Production Monitoring & Security Automation Runbook
Purpose
This runbook describes how to operate, monitor, and respond to events generated by the company’s production automation stack:
- n8n (orchestration)
- AdGuard DNS (Primary & Secondary Raspberry Pi)
- Fail2Ban
- Uptime Kuma
- Slack (alerting)
- Omada Controller (network devices)
It is written so that any on-call engineer can safely respond to alerts without deep system knowledge.
System Overview
What this system does
- Monitors DNS behavior on two AdGuard servers (Pi1 = Primary, Pi2 = Secondary)

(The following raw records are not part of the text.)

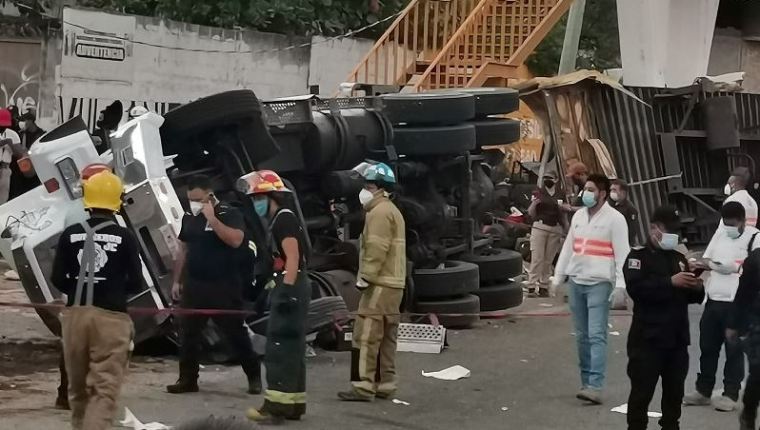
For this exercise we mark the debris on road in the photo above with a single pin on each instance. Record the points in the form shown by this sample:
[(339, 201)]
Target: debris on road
[(623, 409), (453, 373)]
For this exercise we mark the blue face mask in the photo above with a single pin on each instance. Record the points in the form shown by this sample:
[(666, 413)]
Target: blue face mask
[(669, 241), (589, 199), (261, 207)]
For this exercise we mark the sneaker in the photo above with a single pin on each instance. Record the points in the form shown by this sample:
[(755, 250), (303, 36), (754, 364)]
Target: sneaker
[(182, 387), (353, 396), (696, 399), (590, 395), (724, 404)]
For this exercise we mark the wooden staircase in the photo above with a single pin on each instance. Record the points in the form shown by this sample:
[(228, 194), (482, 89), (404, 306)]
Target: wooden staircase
[(438, 44)]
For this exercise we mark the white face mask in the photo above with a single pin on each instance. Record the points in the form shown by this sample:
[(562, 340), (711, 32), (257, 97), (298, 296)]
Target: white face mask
[(365, 196), (196, 208)]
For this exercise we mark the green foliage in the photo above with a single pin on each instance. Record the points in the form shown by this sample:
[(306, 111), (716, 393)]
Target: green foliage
[(299, 17), (599, 45)]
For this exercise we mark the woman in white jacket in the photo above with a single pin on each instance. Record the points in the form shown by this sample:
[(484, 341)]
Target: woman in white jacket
[(592, 258)]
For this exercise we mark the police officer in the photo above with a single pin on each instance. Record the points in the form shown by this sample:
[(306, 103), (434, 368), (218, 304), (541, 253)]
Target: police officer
[(619, 200), (290, 293), (658, 280), (381, 278), (97, 265), (213, 244)]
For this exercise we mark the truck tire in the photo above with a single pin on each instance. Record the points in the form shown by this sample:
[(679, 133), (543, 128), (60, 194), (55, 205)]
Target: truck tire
[(492, 101), (500, 297), (428, 108), (456, 278), (450, 140), (238, 110), (495, 131), (466, 311), (497, 264)]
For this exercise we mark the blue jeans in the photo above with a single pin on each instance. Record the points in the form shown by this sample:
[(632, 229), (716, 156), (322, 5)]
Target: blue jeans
[(591, 310)]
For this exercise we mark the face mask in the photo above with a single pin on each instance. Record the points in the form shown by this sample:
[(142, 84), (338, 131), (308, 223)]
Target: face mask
[(195, 208), (669, 241), (589, 199), (261, 207), (732, 231), (365, 196)]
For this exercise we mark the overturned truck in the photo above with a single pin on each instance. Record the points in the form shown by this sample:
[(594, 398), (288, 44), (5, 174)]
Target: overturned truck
[(434, 141)]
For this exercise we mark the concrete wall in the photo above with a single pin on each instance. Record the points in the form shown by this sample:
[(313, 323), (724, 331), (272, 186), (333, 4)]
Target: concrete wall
[(731, 52), (159, 63)]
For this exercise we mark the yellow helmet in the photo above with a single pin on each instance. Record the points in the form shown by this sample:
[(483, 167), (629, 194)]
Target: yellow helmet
[(103, 191)]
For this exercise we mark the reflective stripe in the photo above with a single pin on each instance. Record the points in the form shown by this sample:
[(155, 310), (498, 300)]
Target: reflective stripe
[(285, 398)]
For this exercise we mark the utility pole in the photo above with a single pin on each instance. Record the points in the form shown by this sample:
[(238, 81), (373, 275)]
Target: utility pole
[(572, 37)]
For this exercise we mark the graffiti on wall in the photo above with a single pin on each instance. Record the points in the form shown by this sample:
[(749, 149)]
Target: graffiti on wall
[(20, 74)]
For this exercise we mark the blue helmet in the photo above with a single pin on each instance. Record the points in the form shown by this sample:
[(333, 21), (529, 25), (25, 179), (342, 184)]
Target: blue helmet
[(376, 172)]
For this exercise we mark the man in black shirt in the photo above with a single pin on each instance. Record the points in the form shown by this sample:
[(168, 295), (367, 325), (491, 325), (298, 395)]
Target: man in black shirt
[(658, 281), (619, 201), (97, 266), (212, 246)]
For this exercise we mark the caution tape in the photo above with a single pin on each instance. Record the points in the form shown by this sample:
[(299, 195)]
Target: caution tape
[(179, 311)]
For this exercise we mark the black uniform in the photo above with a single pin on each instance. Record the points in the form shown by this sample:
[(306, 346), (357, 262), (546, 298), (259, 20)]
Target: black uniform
[(213, 281), (659, 337), (746, 320), (631, 215)]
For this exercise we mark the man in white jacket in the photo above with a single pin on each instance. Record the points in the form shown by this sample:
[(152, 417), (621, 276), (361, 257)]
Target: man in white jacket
[(592, 258), (724, 257)]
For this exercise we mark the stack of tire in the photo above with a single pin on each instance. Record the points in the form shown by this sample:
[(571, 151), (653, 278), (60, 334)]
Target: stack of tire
[(449, 124)]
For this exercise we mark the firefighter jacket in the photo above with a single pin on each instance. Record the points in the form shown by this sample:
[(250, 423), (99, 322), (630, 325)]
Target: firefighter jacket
[(595, 248), (660, 310), (383, 244)]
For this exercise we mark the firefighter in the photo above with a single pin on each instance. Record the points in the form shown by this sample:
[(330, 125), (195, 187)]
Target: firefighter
[(97, 265), (659, 282), (381, 278), (289, 296), (213, 245), (75, 215)]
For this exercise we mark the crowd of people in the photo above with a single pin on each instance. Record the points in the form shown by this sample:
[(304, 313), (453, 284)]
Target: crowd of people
[(602, 260)]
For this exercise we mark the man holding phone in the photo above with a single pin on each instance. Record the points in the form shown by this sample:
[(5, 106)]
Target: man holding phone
[(207, 275), (658, 281), (8, 138), (723, 259)]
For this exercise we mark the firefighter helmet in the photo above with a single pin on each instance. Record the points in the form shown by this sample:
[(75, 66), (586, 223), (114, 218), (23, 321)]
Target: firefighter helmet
[(103, 191), (260, 182), (92, 169), (6, 118), (376, 172)]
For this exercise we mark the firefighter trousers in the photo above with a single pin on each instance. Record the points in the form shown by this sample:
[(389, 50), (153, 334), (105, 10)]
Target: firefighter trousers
[(96, 345), (375, 335)]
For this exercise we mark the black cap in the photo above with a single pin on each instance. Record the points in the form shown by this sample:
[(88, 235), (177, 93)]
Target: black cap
[(667, 216)]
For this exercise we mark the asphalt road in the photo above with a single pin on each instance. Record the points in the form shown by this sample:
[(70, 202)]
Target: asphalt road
[(524, 376)]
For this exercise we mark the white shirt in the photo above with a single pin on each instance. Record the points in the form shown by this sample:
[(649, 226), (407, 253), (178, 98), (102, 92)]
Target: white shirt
[(723, 280), (595, 249), (6, 153), (750, 206)]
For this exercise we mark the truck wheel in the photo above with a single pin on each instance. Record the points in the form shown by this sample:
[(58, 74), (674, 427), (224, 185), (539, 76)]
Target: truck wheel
[(430, 108), (465, 311), (454, 279), (238, 110), (492, 101), (456, 139), (497, 264), (500, 297), (496, 131)]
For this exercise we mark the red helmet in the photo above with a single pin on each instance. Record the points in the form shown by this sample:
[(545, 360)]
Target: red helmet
[(262, 181), (92, 169), (6, 119)]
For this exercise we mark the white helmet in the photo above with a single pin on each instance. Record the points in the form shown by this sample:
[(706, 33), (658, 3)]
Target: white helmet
[(137, 111)]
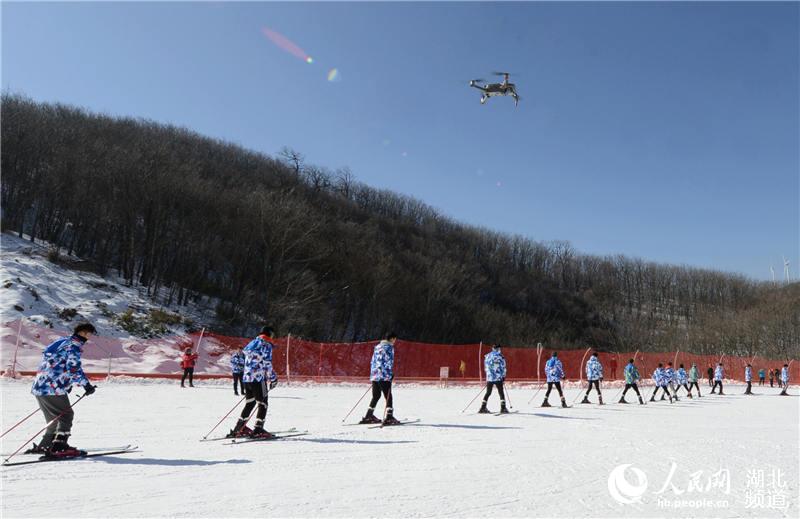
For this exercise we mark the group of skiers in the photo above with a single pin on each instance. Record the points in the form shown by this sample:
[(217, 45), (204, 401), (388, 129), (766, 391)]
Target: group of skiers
[(252, 371)]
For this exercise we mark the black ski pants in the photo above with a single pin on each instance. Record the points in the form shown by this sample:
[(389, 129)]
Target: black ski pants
[(256, 394), (489, 387), (237, 379), (550, 386)]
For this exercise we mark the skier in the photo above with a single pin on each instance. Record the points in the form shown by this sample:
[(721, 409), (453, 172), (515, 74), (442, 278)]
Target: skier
[(187, 363), (694, 375), (682, 381), (785, 380), (554, 371), (718, 374), (495, 365), (59, 370), (748, 377), (237, 371), (259, 378), (669, 372), (631, 377), (381, 375), (594, 374), (662, 381)]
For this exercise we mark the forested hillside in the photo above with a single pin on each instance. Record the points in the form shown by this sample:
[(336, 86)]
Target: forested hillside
[(316, 252)]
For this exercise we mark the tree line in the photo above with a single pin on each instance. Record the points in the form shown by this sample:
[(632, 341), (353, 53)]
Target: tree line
[(322, 255)]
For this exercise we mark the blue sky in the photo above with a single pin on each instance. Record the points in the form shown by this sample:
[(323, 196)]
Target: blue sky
[(666, 131)]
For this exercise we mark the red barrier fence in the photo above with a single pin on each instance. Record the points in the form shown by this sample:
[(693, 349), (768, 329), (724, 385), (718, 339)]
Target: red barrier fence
[(22, 342)]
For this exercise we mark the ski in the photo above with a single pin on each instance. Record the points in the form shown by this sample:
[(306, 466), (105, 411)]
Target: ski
[(402, 422), (219, 438), (238, 441), (93, 449), (45, 459)]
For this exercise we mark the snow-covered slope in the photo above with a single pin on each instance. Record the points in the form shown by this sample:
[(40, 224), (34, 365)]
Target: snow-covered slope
[(699, 458), (137, 334)]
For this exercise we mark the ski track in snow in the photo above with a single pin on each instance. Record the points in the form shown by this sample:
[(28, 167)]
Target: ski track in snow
[(538, 462)]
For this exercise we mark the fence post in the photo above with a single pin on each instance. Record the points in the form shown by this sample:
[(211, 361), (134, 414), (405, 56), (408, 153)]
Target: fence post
[(288, 345), (16, 348), (480, 374)]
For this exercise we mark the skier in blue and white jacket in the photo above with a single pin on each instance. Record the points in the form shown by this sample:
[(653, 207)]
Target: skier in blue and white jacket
[(381, 374), (59, 370), (631, 377), (748, 378), (719, 374), (594, 374), (672, 380), (237, 370), (259, 378), (683, 381), (554, 371), (661, 380), (495, 365)]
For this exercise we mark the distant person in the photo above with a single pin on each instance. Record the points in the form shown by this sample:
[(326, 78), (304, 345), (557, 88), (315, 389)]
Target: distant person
[(631, 378), (748, 378), (683, 381), (59, 370), (594, 374), (694, 375), (719, 373), (785, 380), (187, 363), (554, 371), (259, 378), (672, 378), (662, 382), (495, 365), (237, 370), (381, 374)]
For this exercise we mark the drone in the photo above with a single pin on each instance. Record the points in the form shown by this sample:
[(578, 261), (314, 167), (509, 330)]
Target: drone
[(496, 89)]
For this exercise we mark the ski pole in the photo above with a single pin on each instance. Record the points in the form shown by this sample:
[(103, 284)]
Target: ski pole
[(470, 402), (45, 427), (224, 417), (359, 401), (19, 423)]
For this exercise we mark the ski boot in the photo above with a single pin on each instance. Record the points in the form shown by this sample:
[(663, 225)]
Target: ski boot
[(259, 433), (370, 418), (240, 430), (37, 449), (61, 449), (390, 420)]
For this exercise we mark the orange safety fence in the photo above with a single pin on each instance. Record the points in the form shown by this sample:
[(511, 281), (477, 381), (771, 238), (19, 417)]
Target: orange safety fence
[(22, 342)]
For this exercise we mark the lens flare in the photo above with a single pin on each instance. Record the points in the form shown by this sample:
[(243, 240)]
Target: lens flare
[(286, 44)]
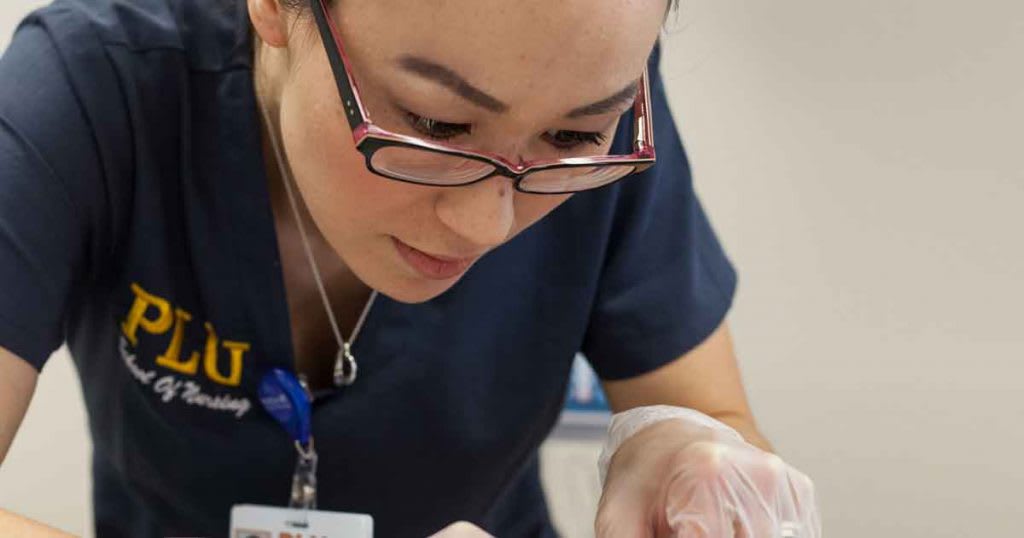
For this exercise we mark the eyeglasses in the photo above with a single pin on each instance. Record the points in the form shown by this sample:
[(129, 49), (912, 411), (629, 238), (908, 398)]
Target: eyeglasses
[(433, 163)]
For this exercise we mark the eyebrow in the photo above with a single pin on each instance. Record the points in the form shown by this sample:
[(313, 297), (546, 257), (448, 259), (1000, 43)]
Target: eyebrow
[(453, 81)]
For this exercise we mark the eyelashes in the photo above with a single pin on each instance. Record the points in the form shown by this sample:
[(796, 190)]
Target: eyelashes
[(437, 130), (560, 139)]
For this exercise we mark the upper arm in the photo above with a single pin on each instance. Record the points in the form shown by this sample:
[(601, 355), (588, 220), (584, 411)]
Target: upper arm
[(51, 195), (17, 382)]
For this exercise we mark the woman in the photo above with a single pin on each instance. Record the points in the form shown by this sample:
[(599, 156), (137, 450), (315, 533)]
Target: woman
[(201, 196)]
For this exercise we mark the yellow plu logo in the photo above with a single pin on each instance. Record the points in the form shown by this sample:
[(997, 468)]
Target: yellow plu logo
[(157, 316)]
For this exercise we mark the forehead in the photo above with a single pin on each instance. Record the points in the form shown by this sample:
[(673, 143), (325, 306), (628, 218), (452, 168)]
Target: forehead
[(514, 49)]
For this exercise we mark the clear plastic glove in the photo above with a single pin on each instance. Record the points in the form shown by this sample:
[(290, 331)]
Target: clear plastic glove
[(461, 530), (693, 477)]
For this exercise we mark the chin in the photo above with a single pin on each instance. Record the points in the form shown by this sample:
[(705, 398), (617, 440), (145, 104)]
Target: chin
[(414, 291)]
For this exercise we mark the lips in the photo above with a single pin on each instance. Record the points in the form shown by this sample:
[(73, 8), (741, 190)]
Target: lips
[(433, 266)]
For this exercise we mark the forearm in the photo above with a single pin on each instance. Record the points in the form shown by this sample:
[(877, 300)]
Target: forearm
[(747, 427)]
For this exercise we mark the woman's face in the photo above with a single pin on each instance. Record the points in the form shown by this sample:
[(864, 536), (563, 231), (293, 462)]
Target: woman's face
[(529, 64)]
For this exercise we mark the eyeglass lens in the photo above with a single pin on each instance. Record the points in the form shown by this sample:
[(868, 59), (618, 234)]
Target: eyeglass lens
[(442, 169)]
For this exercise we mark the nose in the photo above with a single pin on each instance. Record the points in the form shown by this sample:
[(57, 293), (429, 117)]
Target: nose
[(481, 213)]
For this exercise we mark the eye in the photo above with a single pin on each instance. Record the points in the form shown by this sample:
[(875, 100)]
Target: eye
[(437, 130), (572, 139)]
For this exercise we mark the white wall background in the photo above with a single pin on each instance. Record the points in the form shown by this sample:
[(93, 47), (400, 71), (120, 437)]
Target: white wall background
[(861, 162)]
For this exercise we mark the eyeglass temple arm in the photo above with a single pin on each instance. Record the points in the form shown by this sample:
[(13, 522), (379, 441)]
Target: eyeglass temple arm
[(643, 131), (354, 112)]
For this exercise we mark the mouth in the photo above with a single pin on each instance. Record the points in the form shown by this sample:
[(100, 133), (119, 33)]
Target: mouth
[(432, 266)]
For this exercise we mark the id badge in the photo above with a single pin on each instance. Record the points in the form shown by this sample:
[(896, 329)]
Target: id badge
[(253, 521)]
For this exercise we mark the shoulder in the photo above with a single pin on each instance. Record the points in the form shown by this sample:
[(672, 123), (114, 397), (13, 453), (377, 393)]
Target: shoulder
[(208, 34)]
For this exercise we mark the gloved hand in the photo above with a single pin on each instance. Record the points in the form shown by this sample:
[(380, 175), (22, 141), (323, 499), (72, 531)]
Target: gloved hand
[(461, 530), (690, 476)]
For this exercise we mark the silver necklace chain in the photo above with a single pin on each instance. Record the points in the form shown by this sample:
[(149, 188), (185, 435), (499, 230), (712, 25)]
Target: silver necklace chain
[(345, 366)]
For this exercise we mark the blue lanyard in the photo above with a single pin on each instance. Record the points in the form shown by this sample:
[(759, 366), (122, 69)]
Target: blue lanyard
[(287, 401)]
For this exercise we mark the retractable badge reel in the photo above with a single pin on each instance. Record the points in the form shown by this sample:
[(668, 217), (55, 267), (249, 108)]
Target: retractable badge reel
[(284, 397)]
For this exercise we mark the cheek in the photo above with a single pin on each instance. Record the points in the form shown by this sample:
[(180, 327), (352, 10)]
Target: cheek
[(530, 208)]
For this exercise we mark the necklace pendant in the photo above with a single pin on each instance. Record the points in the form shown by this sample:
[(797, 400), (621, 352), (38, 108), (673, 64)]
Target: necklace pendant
[(345, 367)]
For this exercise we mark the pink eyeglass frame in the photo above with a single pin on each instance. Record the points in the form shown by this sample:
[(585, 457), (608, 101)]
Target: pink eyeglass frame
[(369, 137)]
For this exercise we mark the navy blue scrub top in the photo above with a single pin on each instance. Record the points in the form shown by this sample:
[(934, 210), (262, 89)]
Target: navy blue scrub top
[(135, 225)]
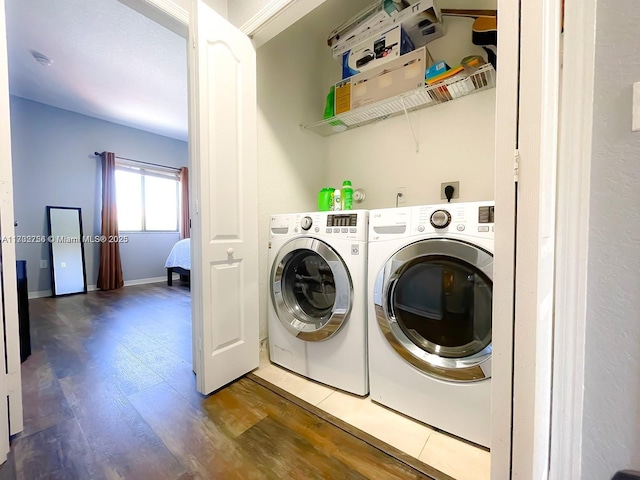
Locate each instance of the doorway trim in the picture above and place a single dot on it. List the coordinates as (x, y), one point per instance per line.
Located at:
(574, 168)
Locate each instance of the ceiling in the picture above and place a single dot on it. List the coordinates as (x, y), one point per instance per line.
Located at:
(108, 62)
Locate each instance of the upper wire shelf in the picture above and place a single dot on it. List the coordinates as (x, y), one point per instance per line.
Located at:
(428, 96)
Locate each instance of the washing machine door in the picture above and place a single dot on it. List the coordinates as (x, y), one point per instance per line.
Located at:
(433, 301)
(311, 289)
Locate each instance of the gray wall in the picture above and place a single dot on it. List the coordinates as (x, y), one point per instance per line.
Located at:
(53, 164)
(611, 427)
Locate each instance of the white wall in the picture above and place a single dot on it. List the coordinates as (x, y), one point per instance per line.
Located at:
(291, 162)
(456, 144)
(611, 426)
(241, 11)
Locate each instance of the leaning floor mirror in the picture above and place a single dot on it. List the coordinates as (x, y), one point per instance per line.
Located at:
(66, 251)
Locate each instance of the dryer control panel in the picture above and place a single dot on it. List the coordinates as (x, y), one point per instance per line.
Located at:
(470, 219)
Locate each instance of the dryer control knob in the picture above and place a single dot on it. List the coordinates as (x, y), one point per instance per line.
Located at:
(306, 223)
(440, 219)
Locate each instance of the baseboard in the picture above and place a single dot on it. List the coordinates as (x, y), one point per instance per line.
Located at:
(144, 281)
(92, 288)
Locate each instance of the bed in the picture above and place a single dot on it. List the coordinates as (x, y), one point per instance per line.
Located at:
(179, 261)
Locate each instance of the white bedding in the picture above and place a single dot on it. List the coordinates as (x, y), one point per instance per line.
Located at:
(180, 255)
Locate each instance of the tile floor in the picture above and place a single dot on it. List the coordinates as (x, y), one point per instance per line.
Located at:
(448, 454)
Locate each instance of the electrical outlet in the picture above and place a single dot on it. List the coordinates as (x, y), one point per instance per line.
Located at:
(456, 189)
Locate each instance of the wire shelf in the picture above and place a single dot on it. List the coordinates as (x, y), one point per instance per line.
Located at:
(455, 87)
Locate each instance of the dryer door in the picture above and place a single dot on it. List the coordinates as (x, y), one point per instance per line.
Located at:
(311, 289)
(433, 303)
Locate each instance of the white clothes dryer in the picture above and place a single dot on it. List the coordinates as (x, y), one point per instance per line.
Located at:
(430, 301)
(317, 314)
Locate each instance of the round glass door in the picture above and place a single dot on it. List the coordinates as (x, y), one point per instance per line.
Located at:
(311, 289)
(435, 309)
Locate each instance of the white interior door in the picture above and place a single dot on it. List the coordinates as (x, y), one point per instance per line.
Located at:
(224, 279)
(10, 379)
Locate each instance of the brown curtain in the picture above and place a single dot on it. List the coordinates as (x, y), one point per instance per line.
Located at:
(185, 224)
(110, 271)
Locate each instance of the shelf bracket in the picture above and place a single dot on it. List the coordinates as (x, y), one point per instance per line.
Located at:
(406, 114)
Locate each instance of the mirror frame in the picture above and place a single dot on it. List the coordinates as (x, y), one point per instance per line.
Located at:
(51, 241)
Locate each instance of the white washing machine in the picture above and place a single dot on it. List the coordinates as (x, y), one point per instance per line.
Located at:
(430, 300)
(317, 316)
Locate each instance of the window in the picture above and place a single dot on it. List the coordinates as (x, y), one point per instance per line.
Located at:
(148, 199)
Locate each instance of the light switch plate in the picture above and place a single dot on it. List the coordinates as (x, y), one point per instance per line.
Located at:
(635, 122)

- Detects possible DNS abuse / attacks using query heuristics
- Automatically blocks malicious IPs in AdGuard (when enabled)
- Monitors uptime of both DNS servers
- Pushes health heartbeats to Uptime Kuma
- Receives Fail2Ban ban/unban events from multiple hosts
- Receives Omada controller events (AP, gateway, switch up/down)
- Sends actionable alerts to Slack
What it does NOT do
- It does not permanently blacklist IPs without review
- It does not modify firewall rules (DNS-layer only)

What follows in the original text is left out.